For info on how to run MCMC in NIMBLE, see other examples. Here we’ll
use buildHMC
to set up an HMC sampler, but we could use
buildMCMC
to set up NIMBLE’s default sampling.
nsamples <- 2000
library(nimbleHMC)
ZIPmcmc <- buildHMC(ZIPmodel, control = list(warmup = nsamples/2))
## ===== Monitors =====
## thin = 1: lambda, p
## ===== Samplers =====
## NUTS sampler (1)
## - p, lambda
cZIPmcmc <- compileNimble(ZIPmcmc, project = ZIPmodel)
## Compiling
## [Note] This may take a minute.
## [Note] Use 'showCompilerOutput = TRUE' to see C++ compilation details.
samples <- runMCMC(cZIPmcmc, niter = nsamples)
## running chain 1...
## [Note] NUTS sampler (nodes: p, lambda) is using 1000 warmup iterations.
## Since `warmupMode` is 'default' and `nburnin` = 0,
## the number of warmup iterations is equal to `niter/2`.
## No samples will be discarded, so the first half of the samples returned
## are from the warmup period, and the second half of the samples are post-warmup.
## |-------------|-------------|-------------|-------------|
## |-------------------------------------------------------|
Let’s look at a summary and trace plots to see if everything looks reasonable. As stated in the message, the second half are the valid HMC samples, although in this case they all look similar.

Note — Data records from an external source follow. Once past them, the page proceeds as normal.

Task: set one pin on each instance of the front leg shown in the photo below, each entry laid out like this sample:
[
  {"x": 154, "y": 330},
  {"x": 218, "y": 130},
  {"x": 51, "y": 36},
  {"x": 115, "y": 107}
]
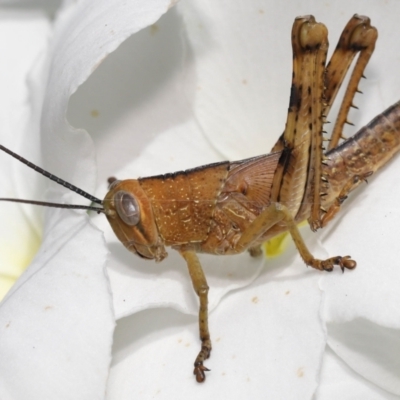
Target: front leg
[
  {"x": 201, "y": 288},
  {"x": 276, "y": 213}
]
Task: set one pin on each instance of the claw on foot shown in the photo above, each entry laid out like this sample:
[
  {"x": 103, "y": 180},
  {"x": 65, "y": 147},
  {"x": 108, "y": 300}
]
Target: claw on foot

summary(samples[(nsamples/2 + 1):nsamples, ])
## lambda p
## Min. :1.283 Min. :0.5271
## 1st Qu.:1.655 1st Qu.:0.6698
## Median :1.787 Median :0.7133
## Mean :1.792 Mean :0.7134
## 3rd Qu.:1.923 3rd Qu.:0.7534
## Max. :2.519 Max. :0.9212
plot(samples[,'lambda'], type = 'l', main = 'lambda trace plot')
plot(samples[,'p'], type = 'l', main = 'p trace plot')
It worked!